Imam Syafi’i pun berhasil menghatamkan hafalan Al-Qur’annya pada usia tujuh tahun, bahkan pada usia ini ia telah banyak menghafal bait-bait syair matan-matan ilmu bahasa, sebab terkadang ia pergi kepedalaman untuk mempelajari bahasa dari para ahli bahasa yang ada disana.
Selesai menghatamkan hafalan Al-Qur’annya Imam Syafi’i pun kemudian belajar memperdalam ilmu hadits dan fiqh dari para ulama yang ada di Masjidil Haram. Karena kefaqirannya Imam Syafi’i terpaksa harus mencatat apa yang disampaikan oleh para gurunya diatas tulang belulang yang ia temukan. Karena begitu banyak tulang-belulang yang memenuhi lemarinya Imam Syafi’i pun memutuskan untuk menghafal semua yang tertulis ditulang belulang tersebut, hingga akhirnya ia pun berhasil menghafal semuanya dengan begitu cepat.
Karena kecerdasan dan kepandaiannya, dengan waktu cepat Imam Syafi’i mampu menjadi seorang ahli tafsir dan bahasa Arab, Sofyan bin Uyainah seorang muhaddits (ahli hadits) Masjidil Haram ketika mendapatkan pertanyaan yang sulit seputar tafsir dan fiqih pun menoleh kearah Imam Syafi’i seraya berkata : “Coba tanyakan kepada anak itu”. Bahkan Syaikh Muslim bin Khalid, seorang Syaikh Masjidil Haram yang juga guru pertamanya telah mengizinkannya untuk berfatwa saat usianya menginjak 15 tahun.

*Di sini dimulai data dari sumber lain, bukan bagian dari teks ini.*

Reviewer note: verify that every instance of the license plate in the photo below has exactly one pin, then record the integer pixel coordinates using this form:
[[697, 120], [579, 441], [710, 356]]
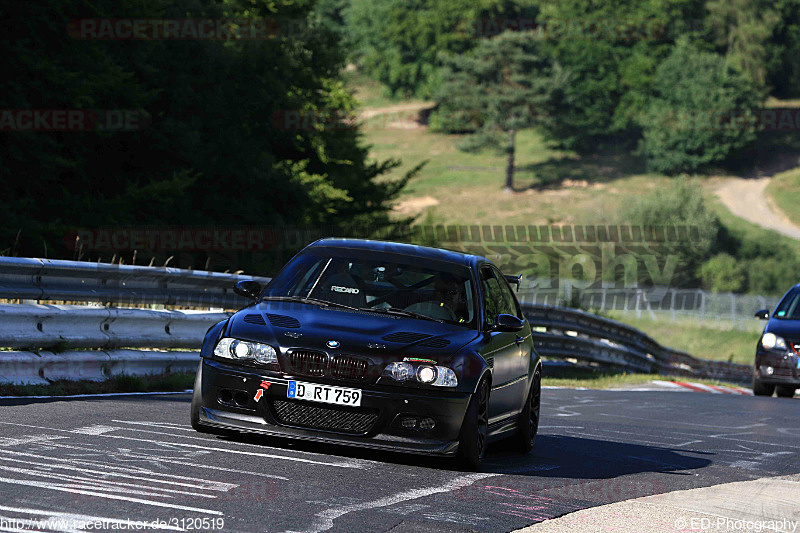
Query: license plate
[[323, 393]]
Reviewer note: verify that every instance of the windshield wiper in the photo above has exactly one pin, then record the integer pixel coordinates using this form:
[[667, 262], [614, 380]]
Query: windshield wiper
[[310, 301], [401, 312]]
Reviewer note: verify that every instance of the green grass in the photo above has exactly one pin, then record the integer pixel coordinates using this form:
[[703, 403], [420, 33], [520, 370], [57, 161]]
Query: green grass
[[172, 382], [784, 191], [702, 340], [604, 379]]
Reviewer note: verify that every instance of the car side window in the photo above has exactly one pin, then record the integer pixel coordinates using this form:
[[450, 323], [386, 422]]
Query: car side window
[[512, 307], [493, 300]]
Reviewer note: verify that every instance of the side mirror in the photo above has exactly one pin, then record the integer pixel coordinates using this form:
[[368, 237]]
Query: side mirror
[[505, 322], [513, 280], [248, 288]]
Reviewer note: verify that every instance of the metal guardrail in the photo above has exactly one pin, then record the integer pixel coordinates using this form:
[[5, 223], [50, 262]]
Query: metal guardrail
[[79, 281], [568, 332], [560, 332], [43, 367], [77, 326]]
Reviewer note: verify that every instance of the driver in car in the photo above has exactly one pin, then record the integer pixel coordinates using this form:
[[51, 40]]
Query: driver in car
[[447, 301]]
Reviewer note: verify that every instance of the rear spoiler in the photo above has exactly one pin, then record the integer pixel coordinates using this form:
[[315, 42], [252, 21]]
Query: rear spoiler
[[513, 280]]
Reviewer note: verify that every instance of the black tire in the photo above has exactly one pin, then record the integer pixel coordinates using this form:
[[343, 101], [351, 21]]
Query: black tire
[[762, 389], [528, 422], [472, 440]]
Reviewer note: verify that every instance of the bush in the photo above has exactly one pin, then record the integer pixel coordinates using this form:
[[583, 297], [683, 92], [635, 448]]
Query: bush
[[722, 273], [699, 114]]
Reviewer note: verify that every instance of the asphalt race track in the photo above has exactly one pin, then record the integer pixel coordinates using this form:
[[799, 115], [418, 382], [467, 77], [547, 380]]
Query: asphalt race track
[[136, 458]]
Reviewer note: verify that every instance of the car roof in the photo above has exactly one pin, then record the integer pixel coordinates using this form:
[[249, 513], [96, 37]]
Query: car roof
[[425, 252]]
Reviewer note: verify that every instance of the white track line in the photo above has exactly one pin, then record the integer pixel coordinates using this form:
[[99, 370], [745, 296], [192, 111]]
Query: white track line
[[118, 471], [78, 517], [145, 457], [325, 518], [99, 483], [194, 446], [65, 488]]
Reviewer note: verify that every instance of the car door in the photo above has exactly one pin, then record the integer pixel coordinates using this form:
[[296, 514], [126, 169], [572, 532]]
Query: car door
[[501, 350], [523, 336]]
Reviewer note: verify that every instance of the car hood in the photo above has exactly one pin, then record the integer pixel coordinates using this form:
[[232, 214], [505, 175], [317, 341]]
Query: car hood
[[295, 325]]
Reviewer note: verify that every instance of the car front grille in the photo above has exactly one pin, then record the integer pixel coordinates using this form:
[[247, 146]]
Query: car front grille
[[345, 420], [307, 363], [344, 367]]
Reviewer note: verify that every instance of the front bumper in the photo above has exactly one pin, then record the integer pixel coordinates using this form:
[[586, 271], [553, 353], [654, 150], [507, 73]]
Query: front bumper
[[785, 367], [222, 385]]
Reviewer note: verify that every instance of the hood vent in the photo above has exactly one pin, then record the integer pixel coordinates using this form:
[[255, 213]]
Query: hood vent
[[255, 319], [434, 343], [283, 321], [405, 337]]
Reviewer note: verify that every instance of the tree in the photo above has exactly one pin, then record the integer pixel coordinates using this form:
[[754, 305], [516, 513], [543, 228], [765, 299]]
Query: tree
[[611, 50], [700, 112], [212, 152], [499, 89], [400, 44], [743, 28]]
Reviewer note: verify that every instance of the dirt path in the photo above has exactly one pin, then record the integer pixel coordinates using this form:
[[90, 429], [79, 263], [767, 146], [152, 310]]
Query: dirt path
[[410, 107], [746, 199]]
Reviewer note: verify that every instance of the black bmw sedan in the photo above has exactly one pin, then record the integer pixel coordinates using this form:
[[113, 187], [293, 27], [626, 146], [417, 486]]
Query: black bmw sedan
[[379, 345], [777, 364]]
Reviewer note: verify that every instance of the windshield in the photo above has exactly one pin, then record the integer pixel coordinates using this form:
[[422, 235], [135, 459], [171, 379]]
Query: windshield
[[789, 308], [379, 281]]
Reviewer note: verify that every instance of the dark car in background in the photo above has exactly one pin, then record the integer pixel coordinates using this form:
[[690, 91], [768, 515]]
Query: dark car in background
[[777, 363], [379, 345]]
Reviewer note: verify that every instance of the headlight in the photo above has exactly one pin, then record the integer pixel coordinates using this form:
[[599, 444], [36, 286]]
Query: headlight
[[771, 341], [438, 376], [238, 349]]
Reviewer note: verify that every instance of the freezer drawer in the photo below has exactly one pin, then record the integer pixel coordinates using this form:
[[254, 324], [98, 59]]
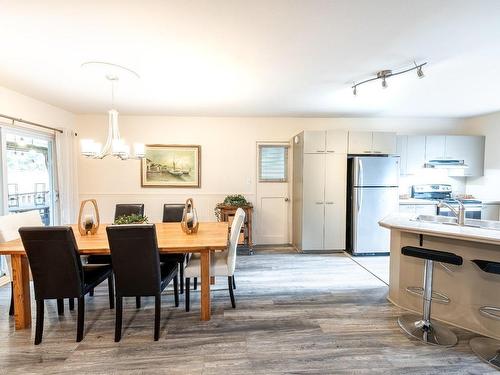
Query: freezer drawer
[[369, 206]]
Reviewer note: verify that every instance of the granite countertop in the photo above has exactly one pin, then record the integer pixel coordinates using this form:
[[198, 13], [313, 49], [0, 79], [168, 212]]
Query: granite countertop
[[417, 201], [407, 223]]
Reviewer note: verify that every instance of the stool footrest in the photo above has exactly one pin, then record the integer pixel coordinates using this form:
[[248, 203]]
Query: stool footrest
[[436, 296], [426, 331]]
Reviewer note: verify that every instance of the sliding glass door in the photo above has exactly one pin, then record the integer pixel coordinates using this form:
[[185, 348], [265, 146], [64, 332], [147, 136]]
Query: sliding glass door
[[28, 173]]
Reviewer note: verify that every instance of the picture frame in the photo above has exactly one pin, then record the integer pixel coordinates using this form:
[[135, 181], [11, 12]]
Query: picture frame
[[171, 166]]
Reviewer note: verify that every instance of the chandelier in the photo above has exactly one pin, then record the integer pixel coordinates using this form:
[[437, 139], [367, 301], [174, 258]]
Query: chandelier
[[114, 145]]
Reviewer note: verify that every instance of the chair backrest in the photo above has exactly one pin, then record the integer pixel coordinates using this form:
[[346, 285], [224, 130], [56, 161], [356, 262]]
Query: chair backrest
[[135, 259], [234, 236], [129, 209], [172, 213], [10, 224], [54, 260]]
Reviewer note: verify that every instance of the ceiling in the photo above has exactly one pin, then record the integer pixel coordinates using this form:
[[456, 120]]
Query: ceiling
[[256, 58]]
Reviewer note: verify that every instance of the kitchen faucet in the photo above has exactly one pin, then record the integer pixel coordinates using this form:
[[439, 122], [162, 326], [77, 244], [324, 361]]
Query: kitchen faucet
[[459, 213]]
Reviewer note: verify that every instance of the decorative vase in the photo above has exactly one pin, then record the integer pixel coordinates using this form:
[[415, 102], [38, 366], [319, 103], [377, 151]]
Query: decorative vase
[[189, 223], [89, 223]]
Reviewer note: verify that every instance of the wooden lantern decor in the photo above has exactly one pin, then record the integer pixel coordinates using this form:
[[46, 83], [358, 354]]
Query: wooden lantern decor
[[189, 223], [88, 224]]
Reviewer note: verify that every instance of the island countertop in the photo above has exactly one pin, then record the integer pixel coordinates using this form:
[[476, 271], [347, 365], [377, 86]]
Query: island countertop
[[408, 223]]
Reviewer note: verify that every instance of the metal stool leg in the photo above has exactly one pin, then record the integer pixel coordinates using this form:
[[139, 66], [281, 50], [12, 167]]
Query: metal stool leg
[[487, 349], [422, 328]]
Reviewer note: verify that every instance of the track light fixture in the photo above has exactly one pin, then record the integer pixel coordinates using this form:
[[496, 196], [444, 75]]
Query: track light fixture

Kemampuannya dalam menguasai berbagai bidang agama lantas tidak melenakannya untuk terus belaja rmendalami ilmu agama. Pada usia 20 tahun Imam Syafi’i mendengar kehebatan seorang alim di kota Madinah Al-Munawarah, seorang penulis kitab Al-Muwaththa’ yang sangat terkenal yakni, Imam Malik bin Anas.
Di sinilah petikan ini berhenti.